I take issue with critic who publishes a negative review of every production s/he sees. There is a Washington Post Critic who has published the most condescending reviews. If the production is great then it will receive a 50/50 review from her. If the production isn't great, merely good or fine, you would have thought people crapped on stage.
Ballet has some modernity and relevance problems because a lot of people just don't want to see new work. Swan lake and Nutcracker bring in the masses but at a cost to innovation. Lots of donors like to see their fave pretty ballets over and over again because they're really only there for the parties and social cachet of having their names in the program.

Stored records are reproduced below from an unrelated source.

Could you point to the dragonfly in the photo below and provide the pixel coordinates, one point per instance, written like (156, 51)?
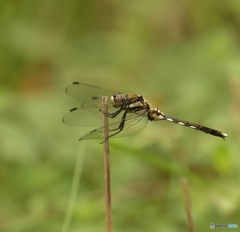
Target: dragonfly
(128, 113)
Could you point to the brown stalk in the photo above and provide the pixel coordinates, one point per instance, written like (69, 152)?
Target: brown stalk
(187, 204)
(106, 165)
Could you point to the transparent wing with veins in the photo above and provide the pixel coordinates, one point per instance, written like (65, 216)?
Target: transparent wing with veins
(88, 114)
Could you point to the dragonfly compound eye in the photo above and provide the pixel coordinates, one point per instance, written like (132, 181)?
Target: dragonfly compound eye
(117, 100)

Parents who send their children to ballet school want to see them in the corps of pretty ballets. Every great ballet was controversial in its time but the art form as presented now has become so costly that a dance that fails to please is a catastrophe for a company.

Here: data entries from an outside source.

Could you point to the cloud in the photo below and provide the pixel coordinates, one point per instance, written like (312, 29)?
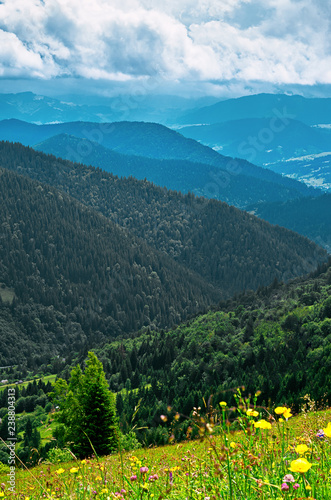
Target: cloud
(279, 41)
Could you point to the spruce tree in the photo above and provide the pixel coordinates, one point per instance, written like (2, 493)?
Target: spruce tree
(88, 410)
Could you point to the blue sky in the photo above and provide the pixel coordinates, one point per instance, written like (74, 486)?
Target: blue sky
(206, 46)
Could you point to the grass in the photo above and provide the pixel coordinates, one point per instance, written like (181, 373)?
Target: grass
(249, 463)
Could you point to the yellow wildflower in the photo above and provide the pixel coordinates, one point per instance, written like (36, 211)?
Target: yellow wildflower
(300, 465)
(280, 410)
(301, 449)
(262, 424)
(327, 430)
(287, 413)
(252, 413)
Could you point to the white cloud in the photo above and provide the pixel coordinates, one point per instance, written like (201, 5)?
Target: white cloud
(279, 41)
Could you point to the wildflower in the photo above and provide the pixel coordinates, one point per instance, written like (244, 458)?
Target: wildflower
(252, 413)
(262, 424)
(288, 478)
(300, 465)
(280, 410)
(287, 414)
(301, 449)
(327, 430)
(153, 478)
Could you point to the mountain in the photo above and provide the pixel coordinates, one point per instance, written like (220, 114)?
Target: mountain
(274, 343)
(179, 175)
(35, 108)
(228, 248)
(307, 216)
(280, 107)
(41, 109)
(77, 278)
(256, 140)
(313, 169)
(156, 141)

ha ha fucking HA, fullington, you dumb, thin-skinned little ballet twit. someone doesn't like pnb's boring staging of the oldest chestnut in ballet and you get your knickers in a twist. "I expected better from you" actually means "how dare you not shove your tongue up our asses". why don't you trot along to the men's locker room and pull yer pud?
swan lake anecdote: when pnb did this old wheeze in 1996, they hired charles askegaard from american ballet theater to dance the male lead, as none of the male principals were tall enough for pattie barker, the first cast odette. act one comes and goes. before the curtain goes up on act two, the stage manager announces over the PA that the role of siegfried (swan-lover) will be danced by paul gibson. what??? turns out chuck broke his ankle during a jete or something. he'd danced a total of two performances, and the company was out several thousand dollars in performance fees. chuck went on to marry candace bushnell of sex and the city fame, who dumped him last year because he couldn't keep it in his tights.
If some one wrote a juvenile negative review of a classic movie would you snarkily write that people who were offended were part of the "film community"? I think not. Somehow though the attitude of this paper is that people who like dance (one of the most popular and ubiquitous forms of art there is) are part of a marginal community that you can dismiss for a laugh? Well, mission accomplished. If your mission was to provoke the "dance community" with a thoughtless article and then alienate them from ever taking your paper serious again. I mean, if you want thoughtful responses, try publishing something WORTH commenting on. (Hint: don't publish that article that's burning up your hard-drive on "How A Tale of Two Cities was just SOOOOOO hard to read sophomore year"- you might hear back from the literature community.)
I'm just sayin'.
My rates are reasonable.
swan lake anecdote: when pnb did this old wheeze in 1996, they hired charles askegaard from american ballet theater to dance the male lead, as none of the male principals were tall enough for pattie barker, the first cast odette. act one comes and goes. before the curtain goes up on act two, the stage manager announces over the PA that the role of siegfried (swan-lover) will be danced by paul gibson. what??? turns out chuck broke his ankle during a jete or something. he'd danced a total of two performances, and the company was out several thousand dollars in performance fees. chuck went on to marry candace bushnell of sex and the city fame, who dumped him last year because he couldn't keep it in his tights.